A computer monitor is 20 inches wide. The aspect ratio, which is the ratio of the width of the screen to the height of the screen, is 16:9. What is the length diagonal of the screen, to the nearest whole inch.
W = Wide
H = height
D = Diagonal
W / H = 16 / 9
20 / H = 16 / 9 Multiply both sides by 9
20 * 9 / H = 16 * 9 / 9
180 / H = 16 Multiply both sides by H
180 * H / H = 16 * H
180 = 16 H Divide both sides by 16
180 / 16 = 16 H / 16
11.25 = H
H = 11.25 in
Pythagorean theorem :
D = sqroot ( W ^ 2 + H ^ 2 ) =
sqroot ( 20 ^ 2 + 11.25 ^ 2 ) =
sqroot ( 400 + 126.5625 ) =
sqroot ( 526.5625 ) =
22.9469497 in
approx. 23 in
To find the length of the diagonal of the screen, we can use the Pythagorean theorem. The Pythagorean theorem states that in a right triangle, the square of the length of the hypotenuse (diagonal in this case) is equal to the sum of the squares of the other two sides.
In this case, the width of the screen is one side of the right triangle, and the height of the screen is the other side. Let's call the width "w" and the height "h".
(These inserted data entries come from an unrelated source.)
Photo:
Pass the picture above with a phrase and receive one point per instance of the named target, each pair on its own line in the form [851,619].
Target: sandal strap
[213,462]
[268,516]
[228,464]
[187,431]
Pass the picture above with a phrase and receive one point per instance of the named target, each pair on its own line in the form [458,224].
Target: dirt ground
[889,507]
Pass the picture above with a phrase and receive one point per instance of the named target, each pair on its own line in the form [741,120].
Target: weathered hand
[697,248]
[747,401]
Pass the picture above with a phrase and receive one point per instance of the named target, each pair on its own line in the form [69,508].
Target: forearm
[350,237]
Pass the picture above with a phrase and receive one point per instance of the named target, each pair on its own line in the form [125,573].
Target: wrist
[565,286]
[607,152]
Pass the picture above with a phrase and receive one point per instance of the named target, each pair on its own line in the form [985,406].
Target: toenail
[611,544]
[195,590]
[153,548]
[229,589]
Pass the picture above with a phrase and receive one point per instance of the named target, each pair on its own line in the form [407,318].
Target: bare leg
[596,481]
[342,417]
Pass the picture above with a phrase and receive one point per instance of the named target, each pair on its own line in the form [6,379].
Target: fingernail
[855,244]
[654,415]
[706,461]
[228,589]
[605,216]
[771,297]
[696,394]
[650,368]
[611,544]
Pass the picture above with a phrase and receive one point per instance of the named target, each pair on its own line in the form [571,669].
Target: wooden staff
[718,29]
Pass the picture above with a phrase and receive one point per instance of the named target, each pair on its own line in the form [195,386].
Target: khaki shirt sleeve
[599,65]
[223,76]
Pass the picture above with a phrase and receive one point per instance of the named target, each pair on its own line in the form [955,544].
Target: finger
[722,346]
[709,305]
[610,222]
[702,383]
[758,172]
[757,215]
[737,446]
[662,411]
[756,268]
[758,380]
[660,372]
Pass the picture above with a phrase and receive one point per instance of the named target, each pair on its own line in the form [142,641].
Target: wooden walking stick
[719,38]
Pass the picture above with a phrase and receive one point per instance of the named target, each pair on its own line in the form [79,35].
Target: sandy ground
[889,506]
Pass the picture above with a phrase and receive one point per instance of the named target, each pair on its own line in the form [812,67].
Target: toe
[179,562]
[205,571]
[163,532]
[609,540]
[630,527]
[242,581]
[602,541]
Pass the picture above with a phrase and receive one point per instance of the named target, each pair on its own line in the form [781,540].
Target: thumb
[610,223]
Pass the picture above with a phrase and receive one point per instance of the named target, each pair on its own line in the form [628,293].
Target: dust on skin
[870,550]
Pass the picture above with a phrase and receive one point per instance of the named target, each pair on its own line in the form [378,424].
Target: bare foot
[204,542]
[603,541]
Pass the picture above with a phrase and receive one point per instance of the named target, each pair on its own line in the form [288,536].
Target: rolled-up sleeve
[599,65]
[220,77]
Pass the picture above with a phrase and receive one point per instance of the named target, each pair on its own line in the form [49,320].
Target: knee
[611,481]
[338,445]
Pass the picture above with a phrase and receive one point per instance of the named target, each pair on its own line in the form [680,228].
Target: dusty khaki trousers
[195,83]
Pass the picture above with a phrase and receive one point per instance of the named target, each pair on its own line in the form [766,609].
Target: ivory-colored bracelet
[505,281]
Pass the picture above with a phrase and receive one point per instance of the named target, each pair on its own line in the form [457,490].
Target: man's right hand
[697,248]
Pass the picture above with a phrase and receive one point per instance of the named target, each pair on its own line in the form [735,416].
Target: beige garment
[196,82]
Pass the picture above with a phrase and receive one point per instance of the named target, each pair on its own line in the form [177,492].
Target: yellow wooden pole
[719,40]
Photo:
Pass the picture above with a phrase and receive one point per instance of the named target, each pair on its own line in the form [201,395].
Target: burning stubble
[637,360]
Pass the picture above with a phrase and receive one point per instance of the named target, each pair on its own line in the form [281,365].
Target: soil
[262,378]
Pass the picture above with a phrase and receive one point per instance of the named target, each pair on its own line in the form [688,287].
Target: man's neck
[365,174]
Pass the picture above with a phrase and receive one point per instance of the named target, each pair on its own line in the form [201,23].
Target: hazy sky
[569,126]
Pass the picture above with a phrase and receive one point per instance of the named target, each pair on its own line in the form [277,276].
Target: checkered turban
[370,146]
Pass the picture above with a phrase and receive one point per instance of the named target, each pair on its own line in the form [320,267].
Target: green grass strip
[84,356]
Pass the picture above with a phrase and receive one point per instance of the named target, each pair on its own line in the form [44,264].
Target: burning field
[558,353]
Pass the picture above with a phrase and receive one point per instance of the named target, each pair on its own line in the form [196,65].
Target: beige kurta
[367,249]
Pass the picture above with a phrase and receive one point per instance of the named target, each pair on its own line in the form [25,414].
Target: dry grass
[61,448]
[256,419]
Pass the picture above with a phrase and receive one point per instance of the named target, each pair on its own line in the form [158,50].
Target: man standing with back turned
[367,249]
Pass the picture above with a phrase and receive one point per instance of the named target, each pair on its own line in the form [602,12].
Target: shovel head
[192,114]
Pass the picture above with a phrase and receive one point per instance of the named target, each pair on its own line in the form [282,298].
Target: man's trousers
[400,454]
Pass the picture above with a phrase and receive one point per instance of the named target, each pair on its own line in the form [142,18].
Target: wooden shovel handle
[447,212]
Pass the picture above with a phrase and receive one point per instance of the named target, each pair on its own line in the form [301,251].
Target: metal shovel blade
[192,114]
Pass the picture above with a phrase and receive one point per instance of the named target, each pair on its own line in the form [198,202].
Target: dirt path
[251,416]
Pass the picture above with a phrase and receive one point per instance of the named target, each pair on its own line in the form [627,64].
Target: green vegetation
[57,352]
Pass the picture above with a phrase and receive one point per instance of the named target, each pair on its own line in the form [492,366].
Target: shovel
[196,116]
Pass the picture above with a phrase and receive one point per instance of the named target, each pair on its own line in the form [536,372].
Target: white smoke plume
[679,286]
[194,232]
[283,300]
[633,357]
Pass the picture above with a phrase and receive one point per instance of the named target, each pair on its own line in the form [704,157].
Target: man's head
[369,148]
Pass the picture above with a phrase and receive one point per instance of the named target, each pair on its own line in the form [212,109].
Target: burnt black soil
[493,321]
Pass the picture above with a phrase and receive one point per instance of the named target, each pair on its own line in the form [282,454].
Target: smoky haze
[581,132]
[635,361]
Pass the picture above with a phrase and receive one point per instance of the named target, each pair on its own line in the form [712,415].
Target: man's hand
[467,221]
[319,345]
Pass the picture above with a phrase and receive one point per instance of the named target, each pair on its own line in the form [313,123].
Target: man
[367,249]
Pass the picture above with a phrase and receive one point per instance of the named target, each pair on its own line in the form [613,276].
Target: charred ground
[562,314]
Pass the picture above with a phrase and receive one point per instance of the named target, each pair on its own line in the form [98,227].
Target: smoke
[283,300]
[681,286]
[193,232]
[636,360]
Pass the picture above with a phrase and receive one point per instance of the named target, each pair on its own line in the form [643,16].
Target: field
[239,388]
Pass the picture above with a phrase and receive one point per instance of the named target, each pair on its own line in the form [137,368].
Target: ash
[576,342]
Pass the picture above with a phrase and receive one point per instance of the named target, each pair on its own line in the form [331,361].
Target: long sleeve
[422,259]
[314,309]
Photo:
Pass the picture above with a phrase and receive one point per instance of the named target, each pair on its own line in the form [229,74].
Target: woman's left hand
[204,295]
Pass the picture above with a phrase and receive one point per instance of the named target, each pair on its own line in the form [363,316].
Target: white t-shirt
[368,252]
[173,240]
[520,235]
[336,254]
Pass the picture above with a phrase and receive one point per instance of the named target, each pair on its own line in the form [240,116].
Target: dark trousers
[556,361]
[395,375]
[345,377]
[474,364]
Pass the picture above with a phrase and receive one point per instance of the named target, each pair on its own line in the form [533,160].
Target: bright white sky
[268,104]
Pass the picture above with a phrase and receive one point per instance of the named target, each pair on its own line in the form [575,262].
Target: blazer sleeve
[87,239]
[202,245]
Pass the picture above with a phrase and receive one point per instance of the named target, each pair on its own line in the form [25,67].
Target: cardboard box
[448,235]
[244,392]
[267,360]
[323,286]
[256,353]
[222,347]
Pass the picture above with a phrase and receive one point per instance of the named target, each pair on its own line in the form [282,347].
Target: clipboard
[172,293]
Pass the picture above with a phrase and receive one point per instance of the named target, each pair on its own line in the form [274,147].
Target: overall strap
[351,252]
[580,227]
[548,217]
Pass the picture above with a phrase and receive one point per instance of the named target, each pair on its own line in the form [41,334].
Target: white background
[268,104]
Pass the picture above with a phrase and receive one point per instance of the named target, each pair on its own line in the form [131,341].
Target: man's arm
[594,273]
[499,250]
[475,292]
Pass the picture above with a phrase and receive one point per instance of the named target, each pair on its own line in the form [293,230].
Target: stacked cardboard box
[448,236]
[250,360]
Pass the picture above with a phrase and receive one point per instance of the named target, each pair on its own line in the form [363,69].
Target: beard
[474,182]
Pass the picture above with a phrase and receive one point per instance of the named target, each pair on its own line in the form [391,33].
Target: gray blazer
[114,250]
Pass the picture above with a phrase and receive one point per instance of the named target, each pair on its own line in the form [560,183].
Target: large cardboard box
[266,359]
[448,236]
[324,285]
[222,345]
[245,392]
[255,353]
Given that the aspect ratio is 16:9, we can set up the following equation:
w/h = 16/9
Cross-multiplying gives us:
9w = 16h
Simplifying, we have:
h = (9/16)w
Now, we can substitute the width of the screen, which is 20 inches, into this equation:
h = (9/16) * 20
h = 11.25 inches (approximately)
Now, we have the width (w = 20 inches) and height (h = 11.25 inches) of the screen. We can use the Pythagorean theorem to find the length of the diagonal (d) as follows:
d^2 = w^2 + h^2
Substituting the values:
d^2 = 20^2 + 11.25^2
d^2 = 400 + 126.5625
d^2 = 526.5625
Taking the square root of both sides, we find:
d ≈ 22.94 inches
Rounding to the nearest whole inch, the length diagonal of the screen is approximately 23 inches.
To find the length of the diagonal of the computer monitor, we can use the Pythagorean theorem. According to the theorem, the square of the length of the hypotenuse (diagonal) of a right-angled triangle is equal to the sum of the squares of the other two sides.
In this case, we know the width of the screen is 20 inches, and the aspect ratio is 16:9. To determine the height of the screen, we can use proportions.
Since the aspect ratio represents a ratio of width to height, we can set up the following proportion:
Width / Height = 16 / 9
Substituting the known values:
20 / Height = 16 / 9
Now we can solve for the height:
Height * 16 = 20 * 9
Height = (20 * 9) / 16
Height = 11.25 inches (approximately)
Now that we have the width and height of the screen, we can use the Pythagorean theorem to find the length of the diagonal (D):
D^2 = Width^2 + Height^2
D^2 = 20^2 + 11.25^2
D^2 = 400 + 126.56
D^2 = 526.56
D = √526.56
D ≈ 22.94 inches
Therefore, the length of the diagonal of the screen is approximately 23 inches (to the nearest whole inch).